Ann,* who was supporting a high-needs child on a benefit, arranged 4 loans over 2 years with the same finance company (lender). Ann later told her lender she couldn’t make the repayments - her house had been demolished and she was homeless. Over the next year, the lender rearranged Ann’s loans: increasing, then reducing, then extending her repayments. Ann was charged multiple fees. Eventually, the lender issued a repossession notice.
A community lawyer complained on Ann’s behalf about irresponsible lending and unreasonable fees. He said the lender knew about Ann’s circumstances, and it was clear Ann couldn’t afford to repay the loans, which would create substantial hardship.
Under the Credit Contracts and Consumer Finance Act 2003 (CCCFA), lenders must make reasonable inquiries to be satisfied the loan is suitable, and repayments can be made without causing substantial hardship.
The CCCFA also states fees must be reasonable. The lender said it made reasonable inquiries for each loan, and its fees were reasonable.
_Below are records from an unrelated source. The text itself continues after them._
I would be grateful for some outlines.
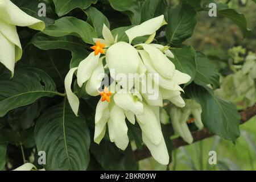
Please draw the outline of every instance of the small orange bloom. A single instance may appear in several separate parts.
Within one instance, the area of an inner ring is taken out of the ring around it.
[[[104,53],[105,51],[104,48],[105,47],[105,44],[101,44],[100,41],[96,42],[95,46],[92,46],[90,48],[94,50],[94,55],[97,55],[98,53]]]
[[[111,92],[109,91],[106,86],[105,86],[104,90],[100,93],[101,101],[104,102],[105,101],[107,101],[108,102],[110,102],[110,96],[112,94]]]
[[[188,120],[188,121],[187,121],[187,123],[188,124],[190,124],[190,123],[192,123],[192,122],[193,122],[194,121],[195,121],[195,118],[192,118],[191,119]]]

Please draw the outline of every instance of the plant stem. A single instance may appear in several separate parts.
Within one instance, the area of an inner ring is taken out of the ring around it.
[[[22,146],[22,144],[20,143],[20,148],[21,148],[21,151],[22,151],[22,158],[23,159],[23,163],[24,164],[26,163],[26,158],[25,158],[25,153],[24,152],[24,148],[23,148],[23,146]]]

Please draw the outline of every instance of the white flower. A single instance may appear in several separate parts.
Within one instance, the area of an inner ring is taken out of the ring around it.
[[[195,122],[198,129],[204,127],[201,114],[202,109],[199,104],[192,100],[185,101],[184,108],[172,107],[170,110],[170,117],[174,131],[178,134],[188,143],[193,142],[193,137],[188,126],[188,123]],[[189,119],[189,116],[193,117]]]
[[[14,73],[15,63],[22,55],[22,48],[17,34],[16,26],[28,27],[43,31],[44,23],[32,17],[11,2],[10,0],[0,1],[0,63]]]

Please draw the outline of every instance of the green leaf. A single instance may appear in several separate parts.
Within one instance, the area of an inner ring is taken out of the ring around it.
[[[182,43],[193,35],[196,12],[190,6],[180,4],[169,10],[166,38],[171,44]]]
[[[251,30],[247,28],[246,19],[243,14],[228,7],[218,9],[217,13],[229,18],[236,23],[242,31],[244,38],[250,35]]]
[[[102,35],[103,24],[105,24],[109,28],[109,22],[106,17],[95,7],[90,7],[85,10],[88,18],[87,22],[92,23],[93,27],[96,30],[98,36]]]
[[[30,42],[30,44],[43,50],[63,49],[68,51],[75,51],[77,48],[85,48],[86,47],[81,39],[72,36],[53,37],[42,33],[36,34]]]
[[[90,160],[90,134],[82,117],[76,117],[68,102],[46,110],[36,124],[38,151],[46,154],[46,170],[85,170]]]
[[[43,33],[56,37],[74,35],[90,44],[94,44],[93,38],[97,38],[94,29],[88,23],[71,16],[56,20],[55,24],[47,26]]]
[[[51,4],[46,1],[12,0],[11,2],[19,7],[19,8],[20,8],[22,11],[30,16],[44,21],[46,26],[54,23],[54,18],[56,16],[56,14],[54,11],[52,11],[51,7]],[[46,5],[46,16],[38,16],[38,11],[39,10],[38,5],[40,3],[43,3]]]
[[[111,6],[115,10],[124,12],[134,24],[141,23],[141,10],[137,0],[109,0]]]
[[[3,169],[6,163],[6,144],[0,144],[0,171]]]
[[[194,82],[199,85],[211,84],[214,89],[220,88],[220,74],[207,57],[197,52],[196,61],[197,72]]]
[[[0,85],[0,117],[12,109],[32,104],[40,97],[58,94],[51,77],[36,68],[18,69],[11,80],[9,73],[2,74]]]
[[[240,136],[240,115],[233,104],[216,97],[207,86],[191,84],[185,90],[201,106],[204,126],[214,134],[234,143]]]
[[[69,52],[62,49],[43,51],[30,46],[25,54],[24,58],[18,62],[18,66],[41,69],[53,80],[57,88],[63,87],[65,77],[69,70],[68,65],[71,59]]]
[[[90,151],[105,170],[138,170],[130,145],[122,151],[114,143],[102,140],[100,145],[92,143]]]
[[[62,16],[75,8],[86,9],[97,0],[53,0],[55,11],[59,16]]]
[[[158,4],[163,0],[146,0],[141,7],[141,21],[143,22],[154,17]]]
[[[176,69],[191,77],[191,80],[186,84],[187,85],[193,81],[196,76],[197,70],[196,51],[191,46],[173,48],[171,51],[175,55],[175,57],[171,59],[171,60],[175,65]]]

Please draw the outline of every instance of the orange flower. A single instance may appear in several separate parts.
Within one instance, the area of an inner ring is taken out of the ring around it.
[[[188,120],[187,121],[187,123],[188,124],[190,124],[190,123],[192,123],[192,122],[193,122],[194,121],[195,121],[195,118],[192,118],[191,119],[188,119]]]
[[[105,47],[105,44],[101,44],[100,41],[96,42],[95,46],[92,46],[90,48],[94,50],[94,55],[97,55],[98,53],[104,53],[105,51],[104,48]]]
[[[110,102],[110,96],[112,94],[111,92],[109,91],[106,86],[105,86],[104,90],[100,93],[101,101],[104,102],[105,101],[107,101],[108,102]]]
However, it did not provide any evidence about its process, or fees.
The case manager acknowledged the lender made adjustments to allow Ann to repay a small amount per week, without interest, until the debt was repaid. But the lender was not able to prove it lent responsibly to Ann, who was a vulnerable borrower.
The lender accepted its communication could have been better and agreed to refund Ann’s payments (since the complaint) and write off Ann’s debt.